Мошка была рада слышать, что ее спутники готовы к встрече с Ночным Побором. Правда, если Комитет Часов их подслушивает, они лишний раз убедятся, что люди с ночными именами созданы для жизни на темной стороне закона. Она знала, что на воровской фене жучка — это воровка, акробат — ребенок, который залезает в окно и открывает дверь, а артистом зовут уличного афериста.
— Брательник мой двоюродный, Шутеха, умный малый, — дрожащим голосом сообщил Жердь. Деревенский паренек, он тянул гласные, как рыбу из пруда. — Оставил мне записку под камнем.
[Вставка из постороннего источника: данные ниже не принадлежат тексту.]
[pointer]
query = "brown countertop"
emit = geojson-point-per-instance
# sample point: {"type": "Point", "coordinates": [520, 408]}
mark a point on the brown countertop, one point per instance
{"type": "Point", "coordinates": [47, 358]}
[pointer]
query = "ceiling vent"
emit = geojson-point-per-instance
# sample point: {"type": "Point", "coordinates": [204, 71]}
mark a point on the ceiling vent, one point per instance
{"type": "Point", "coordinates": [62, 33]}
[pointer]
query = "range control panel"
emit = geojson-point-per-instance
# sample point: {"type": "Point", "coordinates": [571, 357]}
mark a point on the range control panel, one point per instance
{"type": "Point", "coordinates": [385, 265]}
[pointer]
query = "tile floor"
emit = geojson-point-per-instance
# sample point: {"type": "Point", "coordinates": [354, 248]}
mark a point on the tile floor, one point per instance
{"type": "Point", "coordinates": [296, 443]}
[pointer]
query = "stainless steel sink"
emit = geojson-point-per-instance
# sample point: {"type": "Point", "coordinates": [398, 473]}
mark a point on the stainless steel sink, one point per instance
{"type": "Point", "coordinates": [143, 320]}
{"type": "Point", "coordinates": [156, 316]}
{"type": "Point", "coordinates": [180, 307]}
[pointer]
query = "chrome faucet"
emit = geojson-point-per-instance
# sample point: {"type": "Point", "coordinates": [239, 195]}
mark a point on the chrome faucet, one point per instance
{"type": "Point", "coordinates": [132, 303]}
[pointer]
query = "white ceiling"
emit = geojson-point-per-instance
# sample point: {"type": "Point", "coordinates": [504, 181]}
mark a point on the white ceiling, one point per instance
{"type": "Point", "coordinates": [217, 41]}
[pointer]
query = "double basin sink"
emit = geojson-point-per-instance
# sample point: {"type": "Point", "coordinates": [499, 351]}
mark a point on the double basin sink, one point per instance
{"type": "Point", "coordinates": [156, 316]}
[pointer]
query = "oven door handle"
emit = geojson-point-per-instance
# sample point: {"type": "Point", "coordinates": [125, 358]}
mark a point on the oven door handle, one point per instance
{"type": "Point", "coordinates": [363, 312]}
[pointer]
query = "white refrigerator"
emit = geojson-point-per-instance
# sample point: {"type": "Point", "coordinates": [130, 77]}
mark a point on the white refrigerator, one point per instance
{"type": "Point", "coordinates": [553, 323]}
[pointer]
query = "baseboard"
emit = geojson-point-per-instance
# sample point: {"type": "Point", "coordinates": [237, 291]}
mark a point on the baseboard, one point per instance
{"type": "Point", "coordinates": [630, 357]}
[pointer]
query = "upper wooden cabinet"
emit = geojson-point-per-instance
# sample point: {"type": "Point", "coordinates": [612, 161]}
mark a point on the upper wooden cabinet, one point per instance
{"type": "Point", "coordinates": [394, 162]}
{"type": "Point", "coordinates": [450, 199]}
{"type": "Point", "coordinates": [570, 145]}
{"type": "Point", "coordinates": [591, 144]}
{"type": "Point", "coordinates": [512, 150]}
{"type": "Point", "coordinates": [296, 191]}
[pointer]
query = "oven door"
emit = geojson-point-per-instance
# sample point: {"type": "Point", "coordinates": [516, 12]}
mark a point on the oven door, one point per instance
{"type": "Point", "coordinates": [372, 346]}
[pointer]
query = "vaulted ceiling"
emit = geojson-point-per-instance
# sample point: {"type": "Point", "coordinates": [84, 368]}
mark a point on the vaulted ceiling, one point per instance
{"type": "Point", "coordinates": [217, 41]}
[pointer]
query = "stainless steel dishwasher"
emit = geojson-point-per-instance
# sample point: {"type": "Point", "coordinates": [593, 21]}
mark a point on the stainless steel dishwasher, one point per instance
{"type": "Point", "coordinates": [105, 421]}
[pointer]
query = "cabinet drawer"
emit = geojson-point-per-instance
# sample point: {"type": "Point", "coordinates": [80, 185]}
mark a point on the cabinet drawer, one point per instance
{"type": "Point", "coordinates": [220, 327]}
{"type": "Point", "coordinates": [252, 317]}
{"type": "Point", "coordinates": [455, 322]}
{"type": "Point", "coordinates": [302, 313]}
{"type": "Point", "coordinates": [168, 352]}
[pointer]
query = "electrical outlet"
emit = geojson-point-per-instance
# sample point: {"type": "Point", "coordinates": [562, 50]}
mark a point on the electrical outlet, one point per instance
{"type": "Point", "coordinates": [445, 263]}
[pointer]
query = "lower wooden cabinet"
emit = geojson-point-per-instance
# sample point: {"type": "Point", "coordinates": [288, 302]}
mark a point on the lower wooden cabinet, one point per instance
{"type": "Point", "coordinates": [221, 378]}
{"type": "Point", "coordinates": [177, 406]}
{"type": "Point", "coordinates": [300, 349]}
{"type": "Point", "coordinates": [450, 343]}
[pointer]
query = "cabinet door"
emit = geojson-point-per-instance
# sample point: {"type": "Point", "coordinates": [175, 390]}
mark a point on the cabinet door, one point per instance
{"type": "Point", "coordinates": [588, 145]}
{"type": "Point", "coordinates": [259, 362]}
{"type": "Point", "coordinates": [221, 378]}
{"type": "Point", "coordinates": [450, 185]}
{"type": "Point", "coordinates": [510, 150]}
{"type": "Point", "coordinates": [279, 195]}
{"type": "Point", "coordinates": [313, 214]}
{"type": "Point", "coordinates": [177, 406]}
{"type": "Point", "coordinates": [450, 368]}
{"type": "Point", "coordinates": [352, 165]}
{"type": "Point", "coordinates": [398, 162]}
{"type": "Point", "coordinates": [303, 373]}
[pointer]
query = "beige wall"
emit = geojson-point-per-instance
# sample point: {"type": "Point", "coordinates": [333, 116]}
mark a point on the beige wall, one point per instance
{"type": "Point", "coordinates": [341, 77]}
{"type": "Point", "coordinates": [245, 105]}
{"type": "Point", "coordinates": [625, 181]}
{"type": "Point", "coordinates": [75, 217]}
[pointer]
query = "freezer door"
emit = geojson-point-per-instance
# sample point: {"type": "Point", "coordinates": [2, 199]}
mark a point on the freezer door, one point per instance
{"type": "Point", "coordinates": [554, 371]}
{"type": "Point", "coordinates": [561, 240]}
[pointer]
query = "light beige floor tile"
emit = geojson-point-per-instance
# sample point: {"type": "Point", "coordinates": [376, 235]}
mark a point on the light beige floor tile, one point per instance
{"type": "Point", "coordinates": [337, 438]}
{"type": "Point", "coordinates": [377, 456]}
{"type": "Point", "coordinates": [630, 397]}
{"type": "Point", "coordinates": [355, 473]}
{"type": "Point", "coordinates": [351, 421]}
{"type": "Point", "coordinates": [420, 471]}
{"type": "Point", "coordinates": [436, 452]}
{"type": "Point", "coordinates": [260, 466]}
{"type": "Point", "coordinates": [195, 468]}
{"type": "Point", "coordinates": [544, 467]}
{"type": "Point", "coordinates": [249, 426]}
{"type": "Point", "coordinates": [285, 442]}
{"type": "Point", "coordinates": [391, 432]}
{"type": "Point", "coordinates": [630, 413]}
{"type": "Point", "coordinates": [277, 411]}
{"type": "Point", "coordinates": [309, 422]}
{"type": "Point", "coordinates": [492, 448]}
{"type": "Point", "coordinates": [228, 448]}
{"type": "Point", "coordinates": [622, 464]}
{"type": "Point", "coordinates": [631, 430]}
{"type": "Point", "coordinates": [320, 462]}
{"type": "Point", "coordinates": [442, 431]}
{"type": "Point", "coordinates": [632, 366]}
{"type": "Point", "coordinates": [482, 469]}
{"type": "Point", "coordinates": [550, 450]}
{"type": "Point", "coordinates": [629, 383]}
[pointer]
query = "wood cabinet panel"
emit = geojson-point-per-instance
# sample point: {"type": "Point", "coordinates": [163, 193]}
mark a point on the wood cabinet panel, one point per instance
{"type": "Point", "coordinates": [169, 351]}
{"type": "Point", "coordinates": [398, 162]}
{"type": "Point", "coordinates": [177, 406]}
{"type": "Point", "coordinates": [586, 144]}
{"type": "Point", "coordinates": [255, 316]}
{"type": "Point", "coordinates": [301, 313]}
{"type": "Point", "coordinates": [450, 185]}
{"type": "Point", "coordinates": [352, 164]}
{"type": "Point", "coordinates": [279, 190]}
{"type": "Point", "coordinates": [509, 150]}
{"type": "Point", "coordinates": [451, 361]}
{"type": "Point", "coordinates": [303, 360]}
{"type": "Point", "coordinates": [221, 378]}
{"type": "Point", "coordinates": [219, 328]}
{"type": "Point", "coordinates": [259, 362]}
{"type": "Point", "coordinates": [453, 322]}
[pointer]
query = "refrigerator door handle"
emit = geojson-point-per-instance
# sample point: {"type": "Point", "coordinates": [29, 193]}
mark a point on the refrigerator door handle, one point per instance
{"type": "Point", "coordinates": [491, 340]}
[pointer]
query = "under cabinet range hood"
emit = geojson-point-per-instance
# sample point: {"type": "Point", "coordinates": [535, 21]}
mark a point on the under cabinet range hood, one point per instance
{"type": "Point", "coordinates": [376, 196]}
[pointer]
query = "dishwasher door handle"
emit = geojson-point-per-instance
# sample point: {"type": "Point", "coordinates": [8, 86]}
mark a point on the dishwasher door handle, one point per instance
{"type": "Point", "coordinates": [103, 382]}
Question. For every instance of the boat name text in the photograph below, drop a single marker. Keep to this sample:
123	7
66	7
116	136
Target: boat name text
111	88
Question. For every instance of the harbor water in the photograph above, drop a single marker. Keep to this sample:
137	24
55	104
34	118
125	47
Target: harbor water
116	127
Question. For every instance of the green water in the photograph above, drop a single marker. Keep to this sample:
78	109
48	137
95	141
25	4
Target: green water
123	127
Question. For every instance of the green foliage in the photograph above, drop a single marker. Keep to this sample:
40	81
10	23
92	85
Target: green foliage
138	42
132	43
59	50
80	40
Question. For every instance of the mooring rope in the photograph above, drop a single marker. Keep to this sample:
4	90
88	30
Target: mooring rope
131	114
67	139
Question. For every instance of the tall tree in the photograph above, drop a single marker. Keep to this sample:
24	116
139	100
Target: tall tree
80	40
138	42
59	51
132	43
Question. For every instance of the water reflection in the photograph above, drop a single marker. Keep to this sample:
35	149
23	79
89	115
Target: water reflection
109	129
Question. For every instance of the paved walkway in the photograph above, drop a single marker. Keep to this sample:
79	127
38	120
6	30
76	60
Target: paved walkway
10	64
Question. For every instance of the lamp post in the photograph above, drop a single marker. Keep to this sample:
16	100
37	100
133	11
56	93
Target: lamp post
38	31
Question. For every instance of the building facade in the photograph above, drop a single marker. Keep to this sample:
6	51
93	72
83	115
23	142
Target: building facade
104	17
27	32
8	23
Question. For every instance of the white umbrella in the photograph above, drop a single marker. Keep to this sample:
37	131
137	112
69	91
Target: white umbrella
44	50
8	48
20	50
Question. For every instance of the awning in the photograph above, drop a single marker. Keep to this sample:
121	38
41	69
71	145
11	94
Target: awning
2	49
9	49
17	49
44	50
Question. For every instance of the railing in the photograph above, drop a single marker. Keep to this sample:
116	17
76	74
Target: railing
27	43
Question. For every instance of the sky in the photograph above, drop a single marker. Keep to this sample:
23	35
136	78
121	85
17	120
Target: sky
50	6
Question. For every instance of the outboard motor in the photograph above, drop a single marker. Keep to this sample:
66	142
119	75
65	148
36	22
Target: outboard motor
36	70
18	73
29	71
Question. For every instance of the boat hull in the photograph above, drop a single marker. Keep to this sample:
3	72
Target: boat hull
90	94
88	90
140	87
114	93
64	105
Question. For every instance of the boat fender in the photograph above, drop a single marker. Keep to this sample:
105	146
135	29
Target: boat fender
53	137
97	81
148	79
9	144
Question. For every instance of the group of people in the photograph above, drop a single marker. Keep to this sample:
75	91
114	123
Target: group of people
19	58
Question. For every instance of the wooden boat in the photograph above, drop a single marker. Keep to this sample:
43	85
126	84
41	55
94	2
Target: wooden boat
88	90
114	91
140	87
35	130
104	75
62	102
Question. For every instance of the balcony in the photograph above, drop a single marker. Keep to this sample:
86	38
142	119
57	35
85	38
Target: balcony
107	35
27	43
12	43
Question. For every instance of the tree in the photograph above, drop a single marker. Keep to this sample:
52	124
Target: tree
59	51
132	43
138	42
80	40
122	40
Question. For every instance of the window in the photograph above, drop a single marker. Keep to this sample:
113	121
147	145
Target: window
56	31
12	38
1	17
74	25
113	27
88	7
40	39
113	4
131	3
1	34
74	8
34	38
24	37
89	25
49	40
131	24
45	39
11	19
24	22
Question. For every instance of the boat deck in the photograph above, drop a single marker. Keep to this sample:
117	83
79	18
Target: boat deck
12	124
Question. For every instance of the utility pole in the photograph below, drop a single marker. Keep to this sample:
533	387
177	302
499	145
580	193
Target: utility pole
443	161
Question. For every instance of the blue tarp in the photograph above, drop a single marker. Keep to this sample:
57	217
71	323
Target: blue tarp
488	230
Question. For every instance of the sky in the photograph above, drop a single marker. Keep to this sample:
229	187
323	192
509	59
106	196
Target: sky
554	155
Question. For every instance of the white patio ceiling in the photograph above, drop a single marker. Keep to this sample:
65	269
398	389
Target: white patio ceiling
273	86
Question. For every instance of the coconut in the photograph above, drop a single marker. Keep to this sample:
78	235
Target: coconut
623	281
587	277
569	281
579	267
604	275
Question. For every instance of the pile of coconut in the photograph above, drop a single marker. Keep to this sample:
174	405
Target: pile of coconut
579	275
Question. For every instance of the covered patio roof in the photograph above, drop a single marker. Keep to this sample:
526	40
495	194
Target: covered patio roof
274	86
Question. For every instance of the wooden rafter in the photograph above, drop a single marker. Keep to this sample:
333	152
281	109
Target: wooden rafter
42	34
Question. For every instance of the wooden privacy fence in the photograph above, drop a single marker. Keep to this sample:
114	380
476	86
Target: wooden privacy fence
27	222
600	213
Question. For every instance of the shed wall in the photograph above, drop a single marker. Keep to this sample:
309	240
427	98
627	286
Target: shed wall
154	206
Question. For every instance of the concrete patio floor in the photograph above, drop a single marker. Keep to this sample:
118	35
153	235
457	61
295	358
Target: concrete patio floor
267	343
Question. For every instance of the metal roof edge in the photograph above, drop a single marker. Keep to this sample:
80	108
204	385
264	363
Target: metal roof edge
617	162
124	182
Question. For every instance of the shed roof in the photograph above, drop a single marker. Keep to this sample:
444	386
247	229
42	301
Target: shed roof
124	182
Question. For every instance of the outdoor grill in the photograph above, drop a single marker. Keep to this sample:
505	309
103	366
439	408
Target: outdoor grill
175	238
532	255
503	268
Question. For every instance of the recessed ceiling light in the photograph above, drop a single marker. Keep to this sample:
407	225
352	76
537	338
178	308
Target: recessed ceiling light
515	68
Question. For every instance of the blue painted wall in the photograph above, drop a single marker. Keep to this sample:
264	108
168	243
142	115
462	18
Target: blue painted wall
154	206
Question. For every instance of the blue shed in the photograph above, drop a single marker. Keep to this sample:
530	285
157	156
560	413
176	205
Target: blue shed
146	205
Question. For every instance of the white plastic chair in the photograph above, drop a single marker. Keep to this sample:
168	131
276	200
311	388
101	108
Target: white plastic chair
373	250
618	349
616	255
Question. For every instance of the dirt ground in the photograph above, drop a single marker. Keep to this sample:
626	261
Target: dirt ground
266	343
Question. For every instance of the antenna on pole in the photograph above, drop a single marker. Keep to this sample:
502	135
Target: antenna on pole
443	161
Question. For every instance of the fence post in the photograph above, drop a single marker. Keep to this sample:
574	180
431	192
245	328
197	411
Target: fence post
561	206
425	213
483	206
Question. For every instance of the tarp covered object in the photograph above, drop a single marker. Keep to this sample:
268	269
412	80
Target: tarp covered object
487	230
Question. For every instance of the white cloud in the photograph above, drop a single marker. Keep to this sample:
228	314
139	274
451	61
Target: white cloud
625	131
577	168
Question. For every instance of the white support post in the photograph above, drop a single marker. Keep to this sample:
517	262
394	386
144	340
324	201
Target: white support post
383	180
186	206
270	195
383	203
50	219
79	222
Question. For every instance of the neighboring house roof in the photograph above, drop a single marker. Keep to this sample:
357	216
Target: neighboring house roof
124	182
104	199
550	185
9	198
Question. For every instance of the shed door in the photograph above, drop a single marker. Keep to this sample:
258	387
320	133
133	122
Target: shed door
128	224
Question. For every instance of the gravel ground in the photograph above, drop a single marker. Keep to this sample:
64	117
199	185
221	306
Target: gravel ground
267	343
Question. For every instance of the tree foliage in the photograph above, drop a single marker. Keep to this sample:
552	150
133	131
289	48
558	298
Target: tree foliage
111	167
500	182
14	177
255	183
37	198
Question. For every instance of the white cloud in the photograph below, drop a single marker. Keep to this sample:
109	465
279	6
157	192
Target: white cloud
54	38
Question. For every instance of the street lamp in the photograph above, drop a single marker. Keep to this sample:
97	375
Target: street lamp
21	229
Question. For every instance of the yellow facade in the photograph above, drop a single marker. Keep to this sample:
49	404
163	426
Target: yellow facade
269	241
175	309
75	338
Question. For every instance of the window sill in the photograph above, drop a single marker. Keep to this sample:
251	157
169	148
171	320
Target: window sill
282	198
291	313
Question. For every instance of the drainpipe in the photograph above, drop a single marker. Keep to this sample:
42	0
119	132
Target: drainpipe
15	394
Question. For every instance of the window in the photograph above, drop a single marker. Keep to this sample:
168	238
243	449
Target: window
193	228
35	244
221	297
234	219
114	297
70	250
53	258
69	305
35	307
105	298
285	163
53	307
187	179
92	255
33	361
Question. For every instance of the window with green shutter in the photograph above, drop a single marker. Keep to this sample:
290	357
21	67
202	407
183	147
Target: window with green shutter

Говорит, ночью бегать по улицам — дурацкая затея, легкий способ помереть.
Вспомнив свой визит в Ночной Побор, Мошка молча с ним согласилась.
— Сказал искать его на Гашеной улице, у громадного бука, в таверне с желтой вывеской, она называется «Дог и хлыст». Он подыщет нам жилье.
Перед самым закатом за ними пришли нервные и напряженные стражники.
— Идите с нами.
Всю шайку сунули в длинную узкую камеру, от пола до потолка перечеркнутую железными прутьями.
— Это Сумеречные ворота, — отрывисто сказал стражник. — Поворачиваются в одну сторону. Идите через них.
Первым пошел Полбеды. Он мощно толкнул прут, раздался скрип, и турникет медленно провернулся. Полбеды исчез из виду. За ним последовала Кляча, потом Жердь. Наконец и Мошка с Сарацином под мышкой нырнула в железные зубья. Чтобы провернуть механизм, ушли все силы. По ту сторону она увидела товарищей, сжатых между турникетом и деревянной дверью.
— Эй! Долго нам ждать? — крикнул Полбеды.
Стражники не ответили.
— Эй!
— Нас не услышат, — тихо сказала Кляча. — Мы прошли через турникет. Мы на ночной стороне. Для них мы больше не существуем.
Дверь в камеру закрылась. Стало темно. Чтобы сесть, не хватало места. Пришлось «не существовать» стоя. Тишина казалась враждебной, так что Полбеды запел. Про мужика, который забил домохозяйку и ее дочерей, раз, два, три, и не сказал за что, и его повесили, и стало хорошо. Про стаю ворон, летящую за Убивалом Драком, «где прошел Убивала, там мертвецов навалом». Голос у Полбеды был низкий, скучный и немузыкальный, но звучало в нем опасное веселье, так что слушали его молча.
Раздался горн. Тут и Полбеды замолчал.
Услышав далеких Звонарей, Мошка решила, что ночной воздух тоже пахнет. Запах ночи похож на песни Полбеды. В нем намешаны сталь, дрожащая свеча, болото, ждущее неверного шага, и злость, кислая, как старая кровь.
Треск, звон, хруст, лязг. Засовы вынуты, щиты сняты. В замочной скважине появился свет. Повисла тишина. Раздался второй горн.
Полбеды толкнул дверь, и перед ними открылась площадь, залитая серебряным светом. На мостовой блестела изморозь. Ночной Побор вырвался из заточения, как монструозный чертик из табакерки. И Мошка стала частью его.
ДОБРЯЧКА СТРАДА, ДУХ ЕДИНСТВА
— По сторонам не глазеть! — шикнул Полбеды. — В землю не смотреть, не суетиться! Шагайте так, будто жрете сердца врагов на завтрак.
Все встали по бокам от Полбеды, копируя его решительный шаг. Их явно видели, но мрачная поступь стаи мастифов волшебным образом пока защищала их. В эту ночь не состоялось ни одной из запланированных встреч. Тени в переулках разбегались прочь. Исчезали силуэты голов на крышах. Громкий свист вызывал лишь топот во мраке.